The limitations of this study and suggestions for follow-up studies are as follows.

This study was limited in that anxiety and confidence were measured only through students’ self-reported data about their psychological state using a standardized questionnaire tool. This study also has limitations in that it does not contain actual performance measurements as well as psychological variables such as anxiety and confidence. More objective measurements of anxiety and confidence would be supplemented by data that measures the level of anxiety using physical indicators and objective performance assessments by evaluators.
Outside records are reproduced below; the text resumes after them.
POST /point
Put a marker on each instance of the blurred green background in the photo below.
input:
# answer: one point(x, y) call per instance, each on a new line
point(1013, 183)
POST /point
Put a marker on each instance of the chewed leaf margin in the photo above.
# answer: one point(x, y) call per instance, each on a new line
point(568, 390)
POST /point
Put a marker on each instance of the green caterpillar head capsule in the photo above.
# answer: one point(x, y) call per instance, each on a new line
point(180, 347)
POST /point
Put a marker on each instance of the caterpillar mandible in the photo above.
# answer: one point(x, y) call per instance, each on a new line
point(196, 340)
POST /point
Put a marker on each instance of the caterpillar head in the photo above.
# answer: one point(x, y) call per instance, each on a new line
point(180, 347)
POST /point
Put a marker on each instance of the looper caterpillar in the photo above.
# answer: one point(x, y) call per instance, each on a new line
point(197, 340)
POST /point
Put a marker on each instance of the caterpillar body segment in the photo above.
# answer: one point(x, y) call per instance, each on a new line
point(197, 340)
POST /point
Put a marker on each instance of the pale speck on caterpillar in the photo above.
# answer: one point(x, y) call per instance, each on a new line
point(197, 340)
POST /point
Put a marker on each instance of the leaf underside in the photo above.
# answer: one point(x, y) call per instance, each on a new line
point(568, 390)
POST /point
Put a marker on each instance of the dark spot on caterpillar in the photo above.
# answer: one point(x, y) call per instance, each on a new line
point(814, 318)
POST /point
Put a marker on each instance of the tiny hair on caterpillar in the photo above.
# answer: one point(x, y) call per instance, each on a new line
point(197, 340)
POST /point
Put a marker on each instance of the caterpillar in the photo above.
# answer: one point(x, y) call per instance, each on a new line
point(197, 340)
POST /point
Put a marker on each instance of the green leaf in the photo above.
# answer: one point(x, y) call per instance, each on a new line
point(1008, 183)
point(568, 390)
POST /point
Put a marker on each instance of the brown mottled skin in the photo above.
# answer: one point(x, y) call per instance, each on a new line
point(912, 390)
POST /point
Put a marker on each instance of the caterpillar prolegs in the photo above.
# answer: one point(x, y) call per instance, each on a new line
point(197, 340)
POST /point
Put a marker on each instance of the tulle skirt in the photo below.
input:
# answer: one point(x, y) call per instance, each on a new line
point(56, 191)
In addition, the data analysis here was based on only two simulation experiences, and the two simulation training sessions were not conducted equally for all groups. Scenarios of the same subject were not executed in the same order and at the same intervals. That is, the participants are not all equivalent in terms of their ability to provoke anxiety. The present study also has limitations in that the insufficient number of participants made it difficult to analyze differences between groups according the level of anxiety and confidence. In the future, follow-up of simulation training programs at regular intervals and subsequent measurement of research variables could better explain the effects of repeated exposure to simulation training. And if a subsequent study with more lager number of participants is conducted, analyzing inter-group differences based on the characteristics of learners related to anxiety and confidence may provide important educational implications.


This study was conducted to confirm the effect of high-fidelity simulation-based education on anxiety and confidence in medical students. After the simulation education, students’ anxiety decreased and their confidence improved. In addition, Students had less anxiety and more confidence before the second simulation compared to the first simulation. Therefore, we have confirmed that medical students need to be repeatedly exposed to simulation education experiences in order to have a sense of psychological stability and perform with confidence in a clinical setting. There is a practical limitation that medical students are not provided with sufficient conditions to actually experience medical practice in the course of their clerkships. Therefore, opportunities for high-fidelity simulation education that can provide experience similar to actual conditions should be expanded in order to produce doctors with excellent medical competency.